The biggest issue for new Quality staff or related quality committee members is how to obtain this data for submission. There are two ways to get data from your organisation which largely depends on the complexity of the indicator, the organisations's IT resources, such as an Electronic Medical Record (EMR) or Patient Administration System (PAS), and Team complexity. There are manual and automated methodologies which are relevant depending on your organisation's size, technology, and complexity. 

To assist with the manual collection of data, we have a few tips:

1) Utilise your team members and the Empty Booklet resources which are available on the ACHS website. These spreadsheets of each of the indicator sets can be used by the staff of the specialty in which you would like to collect data to record their data locally and then pass it to you for submission. This manual spoke and hub model works when you personally are unable to access relevant databases or get the data together easily.

2) Check with your clinical teams if they submit the data elsewhere. Submission of data elsewhere is common, for example Rehabilitation Medicine has tools for collection available through the Australian Rehabilitation Outcomes Centre (AROC). For Intensive Care, data is often submitted regularly to the Australian and New Zealand Intensive Care Centre for Outcomes and Resource Evaluation (ANZICS-CORE).
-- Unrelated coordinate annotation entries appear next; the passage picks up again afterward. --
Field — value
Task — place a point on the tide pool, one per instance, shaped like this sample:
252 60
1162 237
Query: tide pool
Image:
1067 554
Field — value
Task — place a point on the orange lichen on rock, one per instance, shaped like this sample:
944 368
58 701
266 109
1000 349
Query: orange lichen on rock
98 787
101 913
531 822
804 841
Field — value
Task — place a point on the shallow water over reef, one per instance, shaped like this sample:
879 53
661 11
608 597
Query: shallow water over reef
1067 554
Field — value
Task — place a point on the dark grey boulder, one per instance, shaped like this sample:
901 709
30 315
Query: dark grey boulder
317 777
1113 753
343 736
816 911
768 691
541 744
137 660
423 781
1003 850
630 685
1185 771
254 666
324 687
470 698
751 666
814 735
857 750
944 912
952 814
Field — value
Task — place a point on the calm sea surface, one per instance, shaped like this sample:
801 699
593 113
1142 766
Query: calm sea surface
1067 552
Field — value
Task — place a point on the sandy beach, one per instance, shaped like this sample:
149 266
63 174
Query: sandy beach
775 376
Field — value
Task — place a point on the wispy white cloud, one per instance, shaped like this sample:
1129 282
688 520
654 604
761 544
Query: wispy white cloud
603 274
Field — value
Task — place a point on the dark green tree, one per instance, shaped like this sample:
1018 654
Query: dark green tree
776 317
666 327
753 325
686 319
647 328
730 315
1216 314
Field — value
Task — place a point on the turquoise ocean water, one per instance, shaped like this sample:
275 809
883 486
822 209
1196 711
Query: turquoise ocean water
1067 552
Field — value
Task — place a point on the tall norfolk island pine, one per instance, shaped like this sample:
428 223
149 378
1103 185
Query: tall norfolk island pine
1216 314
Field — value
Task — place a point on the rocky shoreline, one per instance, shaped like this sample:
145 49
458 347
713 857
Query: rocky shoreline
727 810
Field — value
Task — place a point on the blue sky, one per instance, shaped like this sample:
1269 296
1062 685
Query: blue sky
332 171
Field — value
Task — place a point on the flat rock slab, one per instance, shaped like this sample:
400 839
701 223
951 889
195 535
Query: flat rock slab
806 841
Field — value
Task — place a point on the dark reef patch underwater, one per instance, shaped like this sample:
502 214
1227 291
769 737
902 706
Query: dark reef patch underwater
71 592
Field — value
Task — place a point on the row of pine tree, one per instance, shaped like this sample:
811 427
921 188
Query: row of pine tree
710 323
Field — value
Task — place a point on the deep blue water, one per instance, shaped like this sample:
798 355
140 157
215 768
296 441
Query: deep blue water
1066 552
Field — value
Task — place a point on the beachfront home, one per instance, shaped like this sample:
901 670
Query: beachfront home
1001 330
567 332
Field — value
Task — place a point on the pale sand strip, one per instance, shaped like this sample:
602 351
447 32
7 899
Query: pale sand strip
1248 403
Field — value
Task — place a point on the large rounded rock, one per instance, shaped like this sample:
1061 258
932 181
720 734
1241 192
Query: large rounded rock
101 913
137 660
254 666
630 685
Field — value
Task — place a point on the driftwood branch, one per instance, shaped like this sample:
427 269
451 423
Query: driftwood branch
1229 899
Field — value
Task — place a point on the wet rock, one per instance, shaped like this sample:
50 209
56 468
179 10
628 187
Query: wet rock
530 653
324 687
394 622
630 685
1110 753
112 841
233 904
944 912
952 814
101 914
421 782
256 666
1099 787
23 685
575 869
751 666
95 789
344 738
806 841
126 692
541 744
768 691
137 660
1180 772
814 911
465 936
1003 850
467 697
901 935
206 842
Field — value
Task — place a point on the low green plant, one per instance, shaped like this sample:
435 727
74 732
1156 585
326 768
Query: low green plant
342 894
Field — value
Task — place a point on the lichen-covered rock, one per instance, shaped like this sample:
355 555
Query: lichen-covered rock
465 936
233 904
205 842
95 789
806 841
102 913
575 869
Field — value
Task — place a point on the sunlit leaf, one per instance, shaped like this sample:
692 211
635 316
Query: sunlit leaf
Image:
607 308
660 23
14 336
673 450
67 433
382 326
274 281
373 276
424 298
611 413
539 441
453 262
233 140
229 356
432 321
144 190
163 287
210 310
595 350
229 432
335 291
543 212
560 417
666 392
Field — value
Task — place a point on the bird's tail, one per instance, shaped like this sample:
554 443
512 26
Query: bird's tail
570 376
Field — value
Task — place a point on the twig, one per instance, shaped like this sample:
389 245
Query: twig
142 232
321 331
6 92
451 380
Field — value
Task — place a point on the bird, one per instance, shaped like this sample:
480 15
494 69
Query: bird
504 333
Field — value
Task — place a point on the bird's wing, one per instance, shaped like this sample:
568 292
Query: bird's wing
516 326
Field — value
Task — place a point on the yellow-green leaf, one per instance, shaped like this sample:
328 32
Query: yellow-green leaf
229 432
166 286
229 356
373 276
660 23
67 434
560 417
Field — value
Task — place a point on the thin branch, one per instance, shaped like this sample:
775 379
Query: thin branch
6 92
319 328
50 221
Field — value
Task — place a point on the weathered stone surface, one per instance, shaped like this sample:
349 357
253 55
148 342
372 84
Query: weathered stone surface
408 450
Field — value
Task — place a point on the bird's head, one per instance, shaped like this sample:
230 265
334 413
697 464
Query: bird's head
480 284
In these two examples, data is available in their systems, and in the case of ANZICS-CORE, the data is available within their system where ACHS indicators are flagged. Pathology data is readily available from your pathology collection provider and Medication Safety information is often available from your pharmacies electronic Medication Management system (eMeds). ACHS has also confirmed that most of the maternity, gastrointestinal endoscopy, radiology, and radiation oncology indicators are available through their specific clinical specialty systems (e.g., Obstetrix for Maternity by Cerner Software). 

Automation of the collection of indicators is really the end goal of the clinical indicator process, as it saves staff time by automating the labour-intensive recording and submission process, so that staff time can be focused on improvement. To automate the process, you will have to work with your data managers or IT department to export values from your Electronical Medical Records (EMR) or Patient Administration Systems (PAS) systems and potentially your specialty systems to produce a dataset for submission. This will need to be over the longer term and be project based with a sponsor from both the Executive and the Information Technology department, so that you can get the resourced together. 

To assist in this process, ACHS has identified in Appendix 1 in each of the Clinical User Manuals coding which matches to the ICD-10-AM code set, which is what activity in EMR or PAS systems is based on. This coding in Appendix 1 is available for 51% of the clinical indicators, while the combination of time-based data, Patient Administration System data, eMeds data and data from other systems allows over 90% of indicators to be collected in an automated fashion. 

The project work to create the queries in your system and readily export data will be worth the time invested, as it reduces burden on your quality team, staff at in each of the clinical specialties, and will mean more time focused on improving patient care.

At ACHS, we are here to support you through the data collection process and assist with everything from developing automation queries to data collection sheets.